Prasophyllum obovatum

Scientific classification
- Kingdom: Plantae
- Clade: Tracheophytes
- Clade: Angiosperms
- Clade: Monocots
- Order: Asparagales
- Family: Orchidaceae
- Subfamily: Orchidoideae
- Tribe: Diurideae
- Genus: Prasophyllum
- Species: P. obovatum
- Binomial name: Prasophyllum obovatum Rupp
- Synonyms: Corunastylis obovata (Rupp) D.L.Jones;

= Prasophyllum obovatum =

- Genus: Prasophyllum
- Species: obovatum
- Authority: Rupp
- Synonyms: Corunastylis obovata (Rupp) D.L.Jones

Species of orchid

Prasophyllum obovatum is a species of small terrestrial orchid endemic to New South Wales. It has a single leaf fused to the flowering stem and a few reddish-purple flowers with translucent patches.

==Description==
Prasophyllum obovatum is a terrestrial, perennial, deciduous, herb with an underground tuber and a single leaf sheathing the flowering stem at the base. A few reddish-purple flowers with translucent patches are arranged along a flowering stem up to 150 mm high.
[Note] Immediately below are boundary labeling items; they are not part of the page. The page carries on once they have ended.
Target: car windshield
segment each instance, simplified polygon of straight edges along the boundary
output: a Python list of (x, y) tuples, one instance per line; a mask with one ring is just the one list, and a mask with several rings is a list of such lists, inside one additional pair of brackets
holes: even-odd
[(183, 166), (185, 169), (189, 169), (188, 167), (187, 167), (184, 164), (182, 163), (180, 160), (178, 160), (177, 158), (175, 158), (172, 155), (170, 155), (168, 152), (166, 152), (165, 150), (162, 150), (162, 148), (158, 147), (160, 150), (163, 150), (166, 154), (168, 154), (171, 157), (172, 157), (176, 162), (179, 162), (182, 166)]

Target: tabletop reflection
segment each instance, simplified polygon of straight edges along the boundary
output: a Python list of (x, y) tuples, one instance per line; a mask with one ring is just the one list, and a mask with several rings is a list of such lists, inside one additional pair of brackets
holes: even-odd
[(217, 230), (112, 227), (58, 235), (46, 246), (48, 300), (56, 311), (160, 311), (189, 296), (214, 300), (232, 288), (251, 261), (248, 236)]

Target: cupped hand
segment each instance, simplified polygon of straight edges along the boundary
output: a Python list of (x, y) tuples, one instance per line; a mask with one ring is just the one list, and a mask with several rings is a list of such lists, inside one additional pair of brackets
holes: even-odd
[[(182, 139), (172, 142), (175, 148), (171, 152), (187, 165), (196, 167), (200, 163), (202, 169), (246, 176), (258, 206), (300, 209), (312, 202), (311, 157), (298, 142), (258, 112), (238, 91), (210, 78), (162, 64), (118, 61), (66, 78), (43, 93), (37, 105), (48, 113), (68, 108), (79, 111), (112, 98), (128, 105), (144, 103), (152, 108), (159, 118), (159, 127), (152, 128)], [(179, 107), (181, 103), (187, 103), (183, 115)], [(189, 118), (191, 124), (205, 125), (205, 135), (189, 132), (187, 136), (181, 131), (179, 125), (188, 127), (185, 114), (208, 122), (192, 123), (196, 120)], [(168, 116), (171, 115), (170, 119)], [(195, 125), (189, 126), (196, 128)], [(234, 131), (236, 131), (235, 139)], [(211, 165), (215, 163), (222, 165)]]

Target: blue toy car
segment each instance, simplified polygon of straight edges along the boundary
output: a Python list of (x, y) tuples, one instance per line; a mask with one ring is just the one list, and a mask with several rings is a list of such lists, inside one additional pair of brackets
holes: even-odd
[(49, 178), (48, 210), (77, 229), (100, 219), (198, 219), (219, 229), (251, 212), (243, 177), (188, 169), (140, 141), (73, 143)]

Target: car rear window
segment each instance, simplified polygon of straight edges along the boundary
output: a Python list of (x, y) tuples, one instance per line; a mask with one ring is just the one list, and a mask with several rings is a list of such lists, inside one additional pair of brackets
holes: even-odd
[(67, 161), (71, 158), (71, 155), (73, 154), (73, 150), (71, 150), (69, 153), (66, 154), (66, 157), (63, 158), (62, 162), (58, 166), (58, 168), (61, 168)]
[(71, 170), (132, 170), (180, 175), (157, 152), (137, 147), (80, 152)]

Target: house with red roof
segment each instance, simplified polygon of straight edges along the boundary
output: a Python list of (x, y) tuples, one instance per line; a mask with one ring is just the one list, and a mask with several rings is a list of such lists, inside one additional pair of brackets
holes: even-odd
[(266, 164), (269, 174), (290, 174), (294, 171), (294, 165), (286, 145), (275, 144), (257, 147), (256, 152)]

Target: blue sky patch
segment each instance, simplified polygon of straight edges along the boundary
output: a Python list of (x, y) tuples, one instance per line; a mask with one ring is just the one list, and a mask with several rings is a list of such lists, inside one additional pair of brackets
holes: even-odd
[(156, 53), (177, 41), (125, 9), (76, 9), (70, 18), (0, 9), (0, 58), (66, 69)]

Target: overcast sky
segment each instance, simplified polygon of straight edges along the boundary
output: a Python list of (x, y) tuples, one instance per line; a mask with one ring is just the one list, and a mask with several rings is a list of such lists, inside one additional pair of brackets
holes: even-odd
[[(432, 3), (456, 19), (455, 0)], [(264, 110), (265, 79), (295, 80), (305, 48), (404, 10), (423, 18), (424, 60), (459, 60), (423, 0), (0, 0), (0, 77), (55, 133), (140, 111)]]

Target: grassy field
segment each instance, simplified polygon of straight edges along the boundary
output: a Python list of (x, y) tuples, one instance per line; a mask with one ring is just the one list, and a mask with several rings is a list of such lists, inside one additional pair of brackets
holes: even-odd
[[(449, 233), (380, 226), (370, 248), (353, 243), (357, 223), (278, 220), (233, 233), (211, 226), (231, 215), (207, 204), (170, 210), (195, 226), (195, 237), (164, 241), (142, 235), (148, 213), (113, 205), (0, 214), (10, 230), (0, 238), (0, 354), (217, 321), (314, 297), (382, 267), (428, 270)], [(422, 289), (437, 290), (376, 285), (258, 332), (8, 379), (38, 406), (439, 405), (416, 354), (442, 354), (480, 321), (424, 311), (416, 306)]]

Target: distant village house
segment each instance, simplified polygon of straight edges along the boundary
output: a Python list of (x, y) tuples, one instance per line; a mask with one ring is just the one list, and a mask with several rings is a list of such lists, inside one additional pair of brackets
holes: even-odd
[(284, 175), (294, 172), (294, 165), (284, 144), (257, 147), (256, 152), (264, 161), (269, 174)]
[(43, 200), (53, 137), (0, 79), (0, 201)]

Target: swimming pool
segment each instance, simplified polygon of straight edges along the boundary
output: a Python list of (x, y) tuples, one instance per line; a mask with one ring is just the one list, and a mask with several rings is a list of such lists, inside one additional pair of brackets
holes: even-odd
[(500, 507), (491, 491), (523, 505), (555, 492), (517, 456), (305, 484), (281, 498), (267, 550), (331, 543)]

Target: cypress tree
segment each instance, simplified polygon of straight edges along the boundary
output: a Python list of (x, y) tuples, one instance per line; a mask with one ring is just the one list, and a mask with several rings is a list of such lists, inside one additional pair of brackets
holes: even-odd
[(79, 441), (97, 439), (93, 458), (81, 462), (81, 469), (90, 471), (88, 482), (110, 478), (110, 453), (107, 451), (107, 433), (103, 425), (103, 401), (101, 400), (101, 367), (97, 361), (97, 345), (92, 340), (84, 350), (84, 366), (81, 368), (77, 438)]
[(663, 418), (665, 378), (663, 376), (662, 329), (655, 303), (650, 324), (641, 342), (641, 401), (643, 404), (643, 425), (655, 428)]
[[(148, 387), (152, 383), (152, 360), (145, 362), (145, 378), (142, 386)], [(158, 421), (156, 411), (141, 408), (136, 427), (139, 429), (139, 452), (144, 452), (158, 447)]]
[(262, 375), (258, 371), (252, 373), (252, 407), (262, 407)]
The flowers are inverted so that the labellum is above the column rather than below it. The dorsal sepal and is broadly egg-shaped, about 2 mm long, and forms a hood over the column. The lateral sepals are lance-shaped, about 3 mm long, deeply concave with a tiny, down-curved point on the tip. The petals are broad and curved with two tiny points at the tip, one with a small gland. The labellum is egg-shaped with the narrower end towards the base, about 3 mm long with a winged column.

==Taxonomy and naming==
Prasophyllum obovatum was first formally described in 1948 by Herman Montague Rupp in The Victorian Naturalist from specimens collected at Heathcote in the same year. The name is accepted at Plants of the World Online but is considered a synonym of Corunastylis rufa at the Australian Plant Census.

==Distribution and habitat==
Prasophyllum obovatum occurs in New South Wales.